Evaluate the Safety and Feasibility of Allogeneic Mesenchymal Stem Cells in Patients With Multiple Sclerosis

To assess the safety and of a single dose of IV infusion of placenta derived Mesenchymal Stem Cells (PLMSCs) in patients with secondary progressive Multiple Sclerosis (SPMS) disease. Monitoring will be encompassed baseline assessments and follow-ups over subsequent months, evaluating clinical signs, Expanded Disability Status Scale (EDSS), cytokines, diffusion tensor imaging (DTI), functional MRI (fMRI), cognitive \& psychological evaluations, and flow cytometry for B cell markers.

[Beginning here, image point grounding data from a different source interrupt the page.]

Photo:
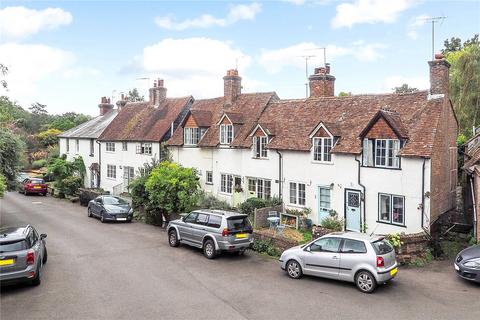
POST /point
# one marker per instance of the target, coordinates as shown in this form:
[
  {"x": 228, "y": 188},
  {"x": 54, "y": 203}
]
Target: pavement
[{"x": 128, "y": 271}]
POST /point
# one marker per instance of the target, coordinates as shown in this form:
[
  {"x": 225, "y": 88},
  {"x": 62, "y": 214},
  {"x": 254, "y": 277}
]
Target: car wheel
[
  {"x": 45, "y": 256},
  {"x": 365, "y": 281},
  {"x": 38, "y": 273},
  {"x": 209, "y": 249},
  {"x": 173, "y": 239},
  {"x": 294, "y": 270}
]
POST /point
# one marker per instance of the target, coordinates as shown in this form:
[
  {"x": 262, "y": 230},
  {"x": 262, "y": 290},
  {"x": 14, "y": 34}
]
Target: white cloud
[
  {"x": 294, "y": 56},
  {"x": 419, "y": 82},
  {"x": 369, "y": 11},
  {"x": 416, "y": 23},
  {"x": 20, "y": 22},
  {"x": 235, "y": 14},
  {"x": 193, "y": 65}
]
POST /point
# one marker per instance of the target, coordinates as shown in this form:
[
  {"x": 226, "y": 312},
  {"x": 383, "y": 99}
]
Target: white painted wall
[{"x": 298, "y": 167}]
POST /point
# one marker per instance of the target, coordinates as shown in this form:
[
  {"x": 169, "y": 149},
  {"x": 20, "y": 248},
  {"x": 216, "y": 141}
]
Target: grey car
[
  {"x": 110, "y": 208},
  {"x": 22, "y": 254},
  {"x": 213, "y": 231},
  {"x": 467, "y": 263},
  {"x": 349, "y": 256}
]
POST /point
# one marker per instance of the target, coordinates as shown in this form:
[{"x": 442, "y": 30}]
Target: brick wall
[
  {"x": 381, "y": 130},
  {"x": 443, "y": 178}
]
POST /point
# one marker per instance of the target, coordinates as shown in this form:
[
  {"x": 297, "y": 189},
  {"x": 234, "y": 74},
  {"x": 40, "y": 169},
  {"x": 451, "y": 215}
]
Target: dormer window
[
  {"x": 321, "y": 149},
  {"x": 259, "y": 147},
  {"x": 226, "y": 133}
]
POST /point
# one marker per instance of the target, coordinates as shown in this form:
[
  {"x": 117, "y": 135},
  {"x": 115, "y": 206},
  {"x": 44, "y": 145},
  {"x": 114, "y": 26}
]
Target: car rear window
[
  {"x": 13, "y": 246},
  {"x": 382, "y": 247},
  {"x": 238, "y": 223}
]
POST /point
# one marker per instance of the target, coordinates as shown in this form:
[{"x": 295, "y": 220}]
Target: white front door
[{"x": 352, "y": 210}]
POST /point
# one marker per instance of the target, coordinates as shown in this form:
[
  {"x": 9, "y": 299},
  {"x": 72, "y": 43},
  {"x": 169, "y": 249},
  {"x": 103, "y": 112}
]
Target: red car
[{"x": 33, "y": 185}]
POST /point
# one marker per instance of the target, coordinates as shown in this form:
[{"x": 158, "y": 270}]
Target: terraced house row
[{"x": 384, "y": 162}]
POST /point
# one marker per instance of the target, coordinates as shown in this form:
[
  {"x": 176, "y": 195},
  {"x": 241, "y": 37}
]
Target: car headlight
[{"x": 473, "y": 264}]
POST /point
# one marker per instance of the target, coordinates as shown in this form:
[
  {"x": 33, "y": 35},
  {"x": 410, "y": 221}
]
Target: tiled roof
[
  {"x": 91, "y": 129},
  {"x": 244, "y": 112},
  {"x": 412, "y": 113},
  {"x": 142, "y": 121}
]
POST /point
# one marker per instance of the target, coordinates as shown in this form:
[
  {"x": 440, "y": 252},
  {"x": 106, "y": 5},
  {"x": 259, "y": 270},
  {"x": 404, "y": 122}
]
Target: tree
[
  {"x": 134, "y": 96},
  {"x": 12, "y": 150},
  {"x": 465, "y": 83},
  {"x": 404, "y": 88},
  {"x": 172, "y": 189}
]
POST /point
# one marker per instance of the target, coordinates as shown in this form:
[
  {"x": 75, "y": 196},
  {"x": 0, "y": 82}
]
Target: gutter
[
  {"x": 280, "y": 174},
  {"x": 364, "y": 195}
]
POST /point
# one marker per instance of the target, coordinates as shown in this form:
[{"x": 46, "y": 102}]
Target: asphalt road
[{"x": 128, "y": 271}]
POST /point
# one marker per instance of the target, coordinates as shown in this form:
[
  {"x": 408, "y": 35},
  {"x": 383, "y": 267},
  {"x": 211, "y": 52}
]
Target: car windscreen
[
  {"x": 114, "y": 200},
  {"x": 238, "y": 223},
  {"x": 382, "y": 247},
  {"x": 13, "y": 246}
]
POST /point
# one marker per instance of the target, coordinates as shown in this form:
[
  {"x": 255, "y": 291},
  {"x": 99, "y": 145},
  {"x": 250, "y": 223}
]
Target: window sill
[{"x": 392, "y": 224}]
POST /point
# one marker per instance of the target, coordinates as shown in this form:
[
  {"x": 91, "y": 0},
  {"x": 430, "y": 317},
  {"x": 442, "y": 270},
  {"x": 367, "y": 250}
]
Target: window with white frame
[
  {"x": 110, "y": 146},
  {"x": 297, "y": 193},
  {"x": 144, "y": 148},
  {"x": 324, "y": 202},
  {"x": 191, "y": 136},
  {"x": 391, "y": 209},
  {"x": 259, "y": 146},
  {"x": 226, "y": 133},
  {"x": 381, "y": 153},
  {"x": 321, "y": 149},
  {"x": 226, "y": 183},
  {"x": 209, "y": 177},
  {"x": 111, "y": 171},
  {"x": 261, "y": 188}
]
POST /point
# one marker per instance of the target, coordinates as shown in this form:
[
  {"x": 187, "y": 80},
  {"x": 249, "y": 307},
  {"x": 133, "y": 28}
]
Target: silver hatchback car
[
  {"x": 212, "y": 230},
  {"x": 349, "y": 256},
  {"x": 22, "y": 254}
]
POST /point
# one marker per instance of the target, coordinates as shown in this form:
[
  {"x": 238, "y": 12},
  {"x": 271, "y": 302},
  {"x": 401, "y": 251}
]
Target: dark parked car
[
  {"x": 22, "y": 254},
  {"x": 467, "y": 263},
  {"x": 110, "y": 208},
  {"x": 33, "y": 185}
]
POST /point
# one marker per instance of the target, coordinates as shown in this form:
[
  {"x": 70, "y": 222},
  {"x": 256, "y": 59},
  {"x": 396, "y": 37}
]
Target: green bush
[{"x": 39, "y": 164}]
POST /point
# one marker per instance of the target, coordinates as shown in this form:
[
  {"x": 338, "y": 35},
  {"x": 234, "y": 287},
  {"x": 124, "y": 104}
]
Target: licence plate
[
  {"x": 6, "y": 262},
  {"x": 393, "y": 272}
]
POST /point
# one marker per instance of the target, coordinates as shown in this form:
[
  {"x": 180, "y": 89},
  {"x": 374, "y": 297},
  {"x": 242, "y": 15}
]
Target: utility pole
[{"x": 434, "y": 20}]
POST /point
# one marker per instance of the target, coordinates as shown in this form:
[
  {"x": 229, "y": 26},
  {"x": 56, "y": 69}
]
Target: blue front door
[{"x": 352, "y": 210}]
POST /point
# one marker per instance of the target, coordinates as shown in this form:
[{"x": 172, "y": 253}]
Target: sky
[{"x": 68, "y": 54}]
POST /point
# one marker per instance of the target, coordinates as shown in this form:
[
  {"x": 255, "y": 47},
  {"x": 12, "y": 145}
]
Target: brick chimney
[
  {"x": 322, "y": 83},
  {"x": 439, "y": 75},
  {"x": 232, "y": 86},
  {"x": 158, "y": 93},
  {"x": 105, "y": 105},
  {"x": 122, "y": 102}
]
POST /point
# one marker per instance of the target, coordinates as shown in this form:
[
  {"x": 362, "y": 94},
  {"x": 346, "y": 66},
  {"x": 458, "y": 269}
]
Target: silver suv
[
  {"x": 22, "y": 254},
  {"x": 348, "y": 256},
  {"x": 212, "y": 230}
]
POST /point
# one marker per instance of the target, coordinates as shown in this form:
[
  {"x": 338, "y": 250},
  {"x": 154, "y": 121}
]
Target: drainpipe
[
  {"x": 99, "y": 163},
  {"x": 364, "y": 193},
  {"x": 280, "y": 173}
]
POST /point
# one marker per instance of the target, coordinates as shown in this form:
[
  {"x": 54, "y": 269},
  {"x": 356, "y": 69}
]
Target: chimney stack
[
  {"x": 232, "y": 86},
  {"x": 322, "y": 83},
  {"x": 105, "y": 105},
  {"x": 439, "y": 75},
  {"x": 122, "y": 102},
  {"x": 158, "y": 93}
]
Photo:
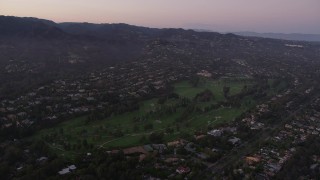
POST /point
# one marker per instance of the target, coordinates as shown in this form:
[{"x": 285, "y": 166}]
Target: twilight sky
[{"x": 287, "y": 16}]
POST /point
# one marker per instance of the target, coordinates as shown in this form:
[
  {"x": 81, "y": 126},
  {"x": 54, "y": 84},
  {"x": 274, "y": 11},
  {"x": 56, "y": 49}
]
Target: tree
[{"x": 226, "y": 91}]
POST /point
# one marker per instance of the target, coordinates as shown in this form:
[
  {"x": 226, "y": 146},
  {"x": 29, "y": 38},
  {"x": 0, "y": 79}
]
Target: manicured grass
[
  {"x": 100, "y": 133},
  {"x": 186, "y": 89}
]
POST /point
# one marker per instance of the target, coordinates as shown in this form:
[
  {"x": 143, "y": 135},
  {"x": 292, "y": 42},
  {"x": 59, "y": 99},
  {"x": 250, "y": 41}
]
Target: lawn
[
  {"x": 100, "y": 133},
  {"x": 186, "y": 89}
]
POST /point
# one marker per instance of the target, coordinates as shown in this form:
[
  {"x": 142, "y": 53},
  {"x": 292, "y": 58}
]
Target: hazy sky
[{"x": 287, "y": 16}]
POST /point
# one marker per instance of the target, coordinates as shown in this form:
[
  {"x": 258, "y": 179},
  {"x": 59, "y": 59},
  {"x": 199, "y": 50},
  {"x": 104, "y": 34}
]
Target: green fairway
[
  {"x": 186, "y": 89},
  {"x": 79, "y": 135}
]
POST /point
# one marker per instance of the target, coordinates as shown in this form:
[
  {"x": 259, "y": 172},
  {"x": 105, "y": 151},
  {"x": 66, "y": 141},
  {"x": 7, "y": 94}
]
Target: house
[
  {"x": 215, "y": 132},
  {"x": 183, "y": 170},
  {"x": 176, "y": 143},
  {"x": 234, "y": 140},
  {"x": 250, "y": 160}
]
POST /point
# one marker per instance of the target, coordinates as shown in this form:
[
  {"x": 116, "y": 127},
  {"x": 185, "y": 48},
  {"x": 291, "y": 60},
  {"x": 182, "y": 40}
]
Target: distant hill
[
  {"x": 294, "y": 36},
  {"x": 29, "y": 28}
]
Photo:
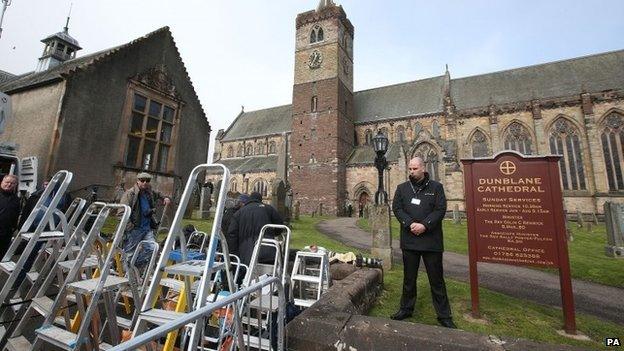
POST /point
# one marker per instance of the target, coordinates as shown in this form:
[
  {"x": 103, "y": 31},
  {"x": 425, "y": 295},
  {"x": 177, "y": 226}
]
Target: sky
[{"x": 241, "y": 52}]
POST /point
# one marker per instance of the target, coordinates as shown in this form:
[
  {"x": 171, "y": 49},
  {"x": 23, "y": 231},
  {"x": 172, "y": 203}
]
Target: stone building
[
  {"x": 108, "y": 115},
  {"x": 571, "y": 107}
]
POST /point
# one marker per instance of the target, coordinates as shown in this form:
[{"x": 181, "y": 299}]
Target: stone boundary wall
[{"x": 336, "y": 323}]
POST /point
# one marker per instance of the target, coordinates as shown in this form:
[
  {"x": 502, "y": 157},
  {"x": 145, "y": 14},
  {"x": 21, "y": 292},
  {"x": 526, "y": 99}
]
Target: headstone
[
  {"x": 382, "y": 234},
  {"x": 297, "y": 205},
  {"x": 614, "y": 221},
  {"x": 579, "y": 219},
  {"x": 456, "y": 215}
]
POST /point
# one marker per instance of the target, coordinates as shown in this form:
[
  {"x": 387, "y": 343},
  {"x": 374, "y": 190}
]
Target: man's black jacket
[
  {"x": 423, "y": 202},
  {"x": 245, "y": 227}
]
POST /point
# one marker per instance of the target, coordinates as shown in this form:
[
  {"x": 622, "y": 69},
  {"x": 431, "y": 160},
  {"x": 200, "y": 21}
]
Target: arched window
[
  {"x": 261, "y": 186},
  {"x": 429, "y": 154},
  {"x": 612, "y": 138},
  {"x": 368, "y": 137},
  {"x": 400, "y": 134},
  {"x": 564, "y": 140},
  {"x": 517, "y": 138},
  {"x": 479, "y": 144}
]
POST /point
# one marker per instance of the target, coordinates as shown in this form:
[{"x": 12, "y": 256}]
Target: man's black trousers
[{"x": 435, "y": 273}]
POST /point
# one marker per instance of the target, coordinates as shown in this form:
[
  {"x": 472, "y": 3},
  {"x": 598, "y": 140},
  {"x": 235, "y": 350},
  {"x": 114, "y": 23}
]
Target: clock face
[{"x": 315, "y": 59}]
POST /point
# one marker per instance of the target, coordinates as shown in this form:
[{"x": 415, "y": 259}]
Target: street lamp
[{"x": 380, "y": 144}]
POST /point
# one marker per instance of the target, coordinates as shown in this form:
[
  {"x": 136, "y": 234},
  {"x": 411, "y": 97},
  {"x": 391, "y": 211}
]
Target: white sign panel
[{"x": 5, "y": 110}]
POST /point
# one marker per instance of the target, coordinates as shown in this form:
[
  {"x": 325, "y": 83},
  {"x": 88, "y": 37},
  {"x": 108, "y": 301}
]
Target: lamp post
[{"x": 380, "y": 144}]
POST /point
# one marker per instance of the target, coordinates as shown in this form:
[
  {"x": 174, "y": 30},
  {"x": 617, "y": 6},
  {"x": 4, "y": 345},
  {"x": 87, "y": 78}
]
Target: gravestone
[
  {"x": 614, "y": 221},
  {"x": 382, "y": 234},
  {"x": 456, "y": 215}
]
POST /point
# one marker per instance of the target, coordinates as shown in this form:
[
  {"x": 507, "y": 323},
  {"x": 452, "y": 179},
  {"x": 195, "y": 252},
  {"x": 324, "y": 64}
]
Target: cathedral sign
[{"x": 515, "y": 216}]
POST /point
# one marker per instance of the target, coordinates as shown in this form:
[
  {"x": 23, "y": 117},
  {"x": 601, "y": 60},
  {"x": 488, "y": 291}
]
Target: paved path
[{"x": 602, "y": 301}]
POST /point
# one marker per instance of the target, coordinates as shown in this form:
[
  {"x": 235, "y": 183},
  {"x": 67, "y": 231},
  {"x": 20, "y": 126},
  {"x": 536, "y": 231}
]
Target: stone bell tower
[{"x": 323, "y": 122}]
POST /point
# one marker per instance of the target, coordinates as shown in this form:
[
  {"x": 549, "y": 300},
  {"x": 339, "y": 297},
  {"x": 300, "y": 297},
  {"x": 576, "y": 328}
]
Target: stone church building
[
  {"x": 321, "y": 144},
  {"x": 109, "y": 115}
]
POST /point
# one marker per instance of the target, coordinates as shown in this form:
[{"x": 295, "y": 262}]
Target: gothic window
[
  {"x": 479, "y": 144},
  {"x": 261, "y": 186},
  {"x": 368, "y": 137},
  {"x": 429, "y": 154},
  {"x": 151, "y": 132},
  {"x": 400, "y": 134},
  {"x": 612, "y": 139},
  {"x": 564, "y": 140},
  {"x": 272, "y": 147},
  {"x": 518, "y": 138},
  {"x": 316, "y": 34}
]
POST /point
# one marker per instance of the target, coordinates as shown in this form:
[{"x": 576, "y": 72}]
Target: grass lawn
[{"x": 587, "y": 259}]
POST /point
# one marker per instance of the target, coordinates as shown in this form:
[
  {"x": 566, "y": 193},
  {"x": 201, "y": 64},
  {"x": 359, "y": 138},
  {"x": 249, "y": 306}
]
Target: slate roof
[
  {"x": 250, "y": 164},
  {"x": 593, "y": 73},
  {"x": 400, "y": 100},
  {"x": 273, "y": 120}
]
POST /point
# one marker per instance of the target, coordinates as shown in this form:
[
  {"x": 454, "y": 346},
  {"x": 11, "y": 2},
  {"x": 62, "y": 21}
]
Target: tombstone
[
  {"x": 614, "y": 221},
  {"x": 456, "y": 215},
  {"x": 579, "y": 219},
  {"x": 382, "y": 234},
  {"x": 297, "y": 206}
]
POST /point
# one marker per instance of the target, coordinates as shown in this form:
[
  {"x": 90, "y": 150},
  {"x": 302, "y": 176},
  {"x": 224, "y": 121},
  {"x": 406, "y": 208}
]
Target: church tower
[{"x": 323, "y": 124}]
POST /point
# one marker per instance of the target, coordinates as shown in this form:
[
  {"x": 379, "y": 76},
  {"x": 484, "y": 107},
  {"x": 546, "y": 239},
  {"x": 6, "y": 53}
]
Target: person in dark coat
[
  {"x": 420, "y": 205},
  {"x": 245, "y": 228},
  {"x": 9, "y": 211}
]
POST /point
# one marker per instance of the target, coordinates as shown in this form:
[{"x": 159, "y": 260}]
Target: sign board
[
  {"x": 5, "y": 110},
  {"x": 514, "y": 207}
]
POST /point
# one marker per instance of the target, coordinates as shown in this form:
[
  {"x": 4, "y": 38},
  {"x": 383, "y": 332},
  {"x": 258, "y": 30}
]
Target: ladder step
[
  {"x": 7, "y": 266},
  {"x": 194, "y": 268},
  {"x": 89, "y": 262},
  {"x": 19, "y": 343},
  {"x": 306, "y": 278},
  {"x": 53, "y": 235},
  {"x": 159, "y": 317},
  {"x": 88, "y": 286}
]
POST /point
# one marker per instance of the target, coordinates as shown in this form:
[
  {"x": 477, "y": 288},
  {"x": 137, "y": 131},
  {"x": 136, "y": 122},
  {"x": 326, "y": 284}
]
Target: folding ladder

This open-label phase I study will be conducted in MS Clinic of Sina and Shariati Hospital of Tehran province . In this study, diagnosis and management of MS patients will be performed based on McDonald's criteria and Iran's diagnostic and treatment protocols. The patients will be received a single injection of PLMSCs through the intravenous cannula. The proposed study will assess safety and short efficacy endpoints of PLMSCs administered to 5 patients with SPMS. The primary objective of the trial is freedom from treatment associated adverse events at 1,3 and 6 months' post treatment. Secondary objective will be efficacy as assessed at baseline, at 1,3 and 6 months and will be based on the following: EDSS, cytokines, DTI, fMRI, cognitive \& psychological evaluations, and flow cytometry for B cell markers.